Recommended even despite the cringeworthy ending.

45 – The Song of Achilles

There definitely seems to have been a trend of women authors writing retellings or reinventions of Greek mythology. I don’t know why, but there are so many of them that you can’t really avoid them. At best I can space them throughout the year that I don’t burn out. A Thousand Ships, Gods and Robots, Neon Gods, and now the Song of Achilles. Still on my shelves (real and virtual) are Circe, Stone Blind, Ariadne, Pandora, Galeata and more. I don’t really get it, to be honest.

The Song of Achilles is a good book, I will grant you, but I honestly don’t really see what it gained from its association with Greek mythology. It’s kind of like slash fiction crossed with an Agaean version of Celebrity Heat magazine. Cover story, ‘You’ll never guess who is gay!’ with a photo of Achilles and Patroclus coming out of a night club. At least Neon Gods varied the formula by recontextualising the setting. The Song of Achilles on the other hand is a prolonged exercise in turning the subtext of mythology directly into text. Honestly I just feel like a lot of these books would benefit from looking to the present as opposed to engaging in a burglary of the past.

Anyway, that aside out of the way… yeah, this is a beautifully written book. It’s also a book that does something quite rare in this genre of ‘women writing about gay men’ which is – it makes it actually believable.
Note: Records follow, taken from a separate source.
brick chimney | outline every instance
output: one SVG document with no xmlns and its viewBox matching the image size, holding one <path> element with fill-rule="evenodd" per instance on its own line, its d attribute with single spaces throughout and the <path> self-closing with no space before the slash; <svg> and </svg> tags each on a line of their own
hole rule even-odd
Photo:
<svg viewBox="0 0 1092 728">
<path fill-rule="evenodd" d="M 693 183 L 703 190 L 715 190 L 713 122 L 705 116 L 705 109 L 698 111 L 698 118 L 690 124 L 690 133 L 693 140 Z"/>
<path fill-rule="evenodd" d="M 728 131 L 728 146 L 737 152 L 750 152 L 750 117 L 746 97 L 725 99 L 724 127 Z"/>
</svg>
There’s a great Twitter thread (I think – I have it blocked so I can’t check) of male authors writing female characters. The best was Scott Baiowulf’s sarcastic parody:

Cassandra woke up to the rays of the sun streaming through the slats on her blinds, cascading over her naked chest. She stretched, her breasts lifting with her arms as she greeted the sun. She rolled out of bed and put on a shirt, her nipples prominently showing through the thin fabric. She breasted boobily to the stairs, and titted downwards.
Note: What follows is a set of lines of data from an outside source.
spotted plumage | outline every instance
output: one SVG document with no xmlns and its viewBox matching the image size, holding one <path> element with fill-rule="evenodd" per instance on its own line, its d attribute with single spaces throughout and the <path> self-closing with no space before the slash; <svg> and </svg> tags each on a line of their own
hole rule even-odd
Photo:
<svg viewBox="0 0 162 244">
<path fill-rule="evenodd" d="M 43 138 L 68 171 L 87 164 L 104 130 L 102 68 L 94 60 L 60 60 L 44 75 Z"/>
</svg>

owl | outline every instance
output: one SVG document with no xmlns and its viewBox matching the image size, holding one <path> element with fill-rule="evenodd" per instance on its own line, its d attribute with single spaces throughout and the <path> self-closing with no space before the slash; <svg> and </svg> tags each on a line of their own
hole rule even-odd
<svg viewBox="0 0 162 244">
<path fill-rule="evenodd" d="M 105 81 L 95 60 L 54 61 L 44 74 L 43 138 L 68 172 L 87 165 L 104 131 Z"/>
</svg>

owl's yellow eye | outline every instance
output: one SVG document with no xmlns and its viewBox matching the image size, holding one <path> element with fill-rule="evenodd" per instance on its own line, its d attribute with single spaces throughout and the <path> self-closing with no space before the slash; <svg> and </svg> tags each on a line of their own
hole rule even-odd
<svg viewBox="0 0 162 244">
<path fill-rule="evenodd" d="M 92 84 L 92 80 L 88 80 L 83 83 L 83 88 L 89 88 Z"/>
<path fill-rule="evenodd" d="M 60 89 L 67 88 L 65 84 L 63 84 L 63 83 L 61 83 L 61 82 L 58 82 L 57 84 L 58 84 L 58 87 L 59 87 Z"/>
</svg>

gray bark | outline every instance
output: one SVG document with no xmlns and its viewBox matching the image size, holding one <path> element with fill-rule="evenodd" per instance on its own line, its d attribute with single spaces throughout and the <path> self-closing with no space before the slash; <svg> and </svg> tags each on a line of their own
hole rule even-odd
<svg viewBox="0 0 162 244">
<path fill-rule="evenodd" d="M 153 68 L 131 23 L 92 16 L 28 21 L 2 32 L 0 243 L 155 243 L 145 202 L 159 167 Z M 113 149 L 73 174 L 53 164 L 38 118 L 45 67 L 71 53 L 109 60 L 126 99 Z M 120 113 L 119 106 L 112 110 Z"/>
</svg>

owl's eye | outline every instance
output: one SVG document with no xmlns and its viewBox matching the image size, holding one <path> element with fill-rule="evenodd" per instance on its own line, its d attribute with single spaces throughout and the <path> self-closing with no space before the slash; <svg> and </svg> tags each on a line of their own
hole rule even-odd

Not being a gay man myself I can’t say whether or not the previous gay romances I have read this year (and there are quite a few) are authentic, or if they at least capture the spirit of what’s involved. All I can say is they read inauthentically, perhaps because of the same lack of lived experience associated with men writing women. But the thing about this book is I was genuinely invested, to an extent, in the relationship being portrayed. Madeline Miller accomplishes something here just by creating a gay romance that feels romantic. The problem in part is that she has to do it by completely reinventing – and undermining – the mythological characters to fit them into the requisite templates by which their relationship can be understood. And so it comes back to – what was gained by drawing from the well of Greek mythology if those waters were just going to be cast aside?

I would have loved this book, I think, had it reconciled the base brutality of Achilles with the more sanguine wisdom of Patroclus. Instead, we see Achilles portrayed as a kindly, sensitive boy in love with a soft-hearted healer who was known primarily for his lack of martial prowess. The story becomes easier to tell, I guess, but only because the interesting conflicts were knocked away.

It’s a lovely book. A well-written love story. It’s just not in the region of what was promised. It’s the version of the Achilles story that Disney might have put out during Pride week. Its very inoffensiveness is its greatest weakness.